There is a saying that “what is not measured cannot get done.” Similarly in business, if the performance of the business is not measured then that business can never achieve sustainable profitability. Measuring a business performance at the end of the quarter or end of the half year or end of year is a mistake that most businesses make and then wonder why they can never seem to fix their performance.

WINSTON ZVIRIKUZHE

Businesses can use Key Performance Indicators (KPI) measurement to be profitable. l Make KPI a daily target Businesses must learn that their profit is the sum of their daily, hourly and per-minute activities. If a business measures its activities more rigourously it has a higher level of control on its final financial statement outcome. Prevention is better than cure, measuring performance daily or at a regular rate enables the business to detect any instances where correction is required. Think of a company selling burgers, if it only measures its result at the end of the month, it might discover that it sold 1 000 burgers instead of the targeted 1 500 burgers. If, however, the business knows the number of burgers they need to push per day and discover that the business is falling short, then the business has a greater chance of rectifying its selling techniques or marketing in order to achieve ther 1 500 sales per month target.

l Make people accountable to each KPI The absence of accountability is the absence of responsibility. Each KPI must have a particular person who is in charge of it. Hence, when sales fall short, there must be a person who is answerable. There may be teams who are in charge of particular areas but the rule is that there must be at least one particular person who is answerable. What this does is enable KPIs to be acted upon. If everyone is accountable then everyone will ignore or leave unattended and assume that it is someone else’s responsibility to ensure a particular KPI is met. So that basically leaves work undone.
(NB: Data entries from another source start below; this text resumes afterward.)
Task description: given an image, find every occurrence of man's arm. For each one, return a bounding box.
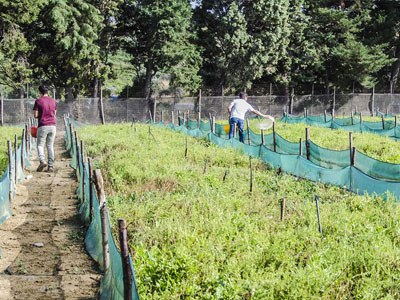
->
[251,109,275,121]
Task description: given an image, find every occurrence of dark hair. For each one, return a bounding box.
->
[39,84,49,95]
[239,92,247,99]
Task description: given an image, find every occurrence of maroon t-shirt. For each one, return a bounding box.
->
[33,96,57,127]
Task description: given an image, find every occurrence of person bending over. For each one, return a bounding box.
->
[228,92,274,143]
[33,85,57,172]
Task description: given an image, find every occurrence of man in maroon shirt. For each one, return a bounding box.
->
[33,85,57,172]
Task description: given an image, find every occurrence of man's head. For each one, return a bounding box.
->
[239,92,247,101]
[39,84,49,96]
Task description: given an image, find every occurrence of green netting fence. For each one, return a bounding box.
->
[180,120,400,181]
[279,115,400,140]
[64,119,139,300]
[158,120,400,200]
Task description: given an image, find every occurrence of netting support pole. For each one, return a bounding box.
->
[260,128,265,145]
[14,135,18,186]
[74,131,81,177]
[0,91,4,126]
[69,123,74,156]
[94,169,110,273]
[272,122,276,152]
[351,147,357,167]
[81,140,87,203]
[212,116,215,134]
[349,132,353,165]
[185,136,189,158]
[299,138,303,156]
[100,82,106,125]
[306,128,310,160]
[118,219,133,300]
[7,140,14,201]
[246,119,250,145]
[315,196,322,235]
[88,157,94,224]
[21,128,25,170]
[280,198,286,221]
[249,156,253,193]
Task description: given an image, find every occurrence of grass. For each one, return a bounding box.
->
[79,124,400,299]
[218,120,400,164]
[0,126,22,175]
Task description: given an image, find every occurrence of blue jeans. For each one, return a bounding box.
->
[229,118,244,143]
[37,126,56,167]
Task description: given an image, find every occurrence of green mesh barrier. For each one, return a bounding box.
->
[279,114,400,140]
[303,141,350,169]
[355,151,400,181]
[64,120,140,300]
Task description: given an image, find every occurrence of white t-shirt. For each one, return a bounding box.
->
[231,99,254,120]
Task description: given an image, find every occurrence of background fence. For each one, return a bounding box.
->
[0,94,400,124]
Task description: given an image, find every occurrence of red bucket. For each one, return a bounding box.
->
[31,126,37,138]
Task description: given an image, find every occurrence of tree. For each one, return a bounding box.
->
[117,0,201,99]
[31,0,103,101]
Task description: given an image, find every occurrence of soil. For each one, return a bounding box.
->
[0,132,101,300]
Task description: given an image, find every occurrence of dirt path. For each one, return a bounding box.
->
[0,132,100,300]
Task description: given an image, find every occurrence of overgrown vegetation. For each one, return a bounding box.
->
[79,124,400,299]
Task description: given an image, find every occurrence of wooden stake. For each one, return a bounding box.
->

l KPI must be specific (tangible) Some KPIs that organisations use are not real as they cannot be measured. If a company is to succeed in what it does, then the KPIs that it uses must be realistic. A target such as 1 500 burgers is quantifiable but a target such as “increase sales” is not measureable and therefore it is just an objective. To fix this, the objective must be specific as to say “increase sales by 25% from the previous actual of 1 200”. Such a target then enables quantification and can be measured easily. Increasing something is a good thing but if it is not relating to anything, it is actually just a farce. There is a huge difference between increasing by 1% or 25%.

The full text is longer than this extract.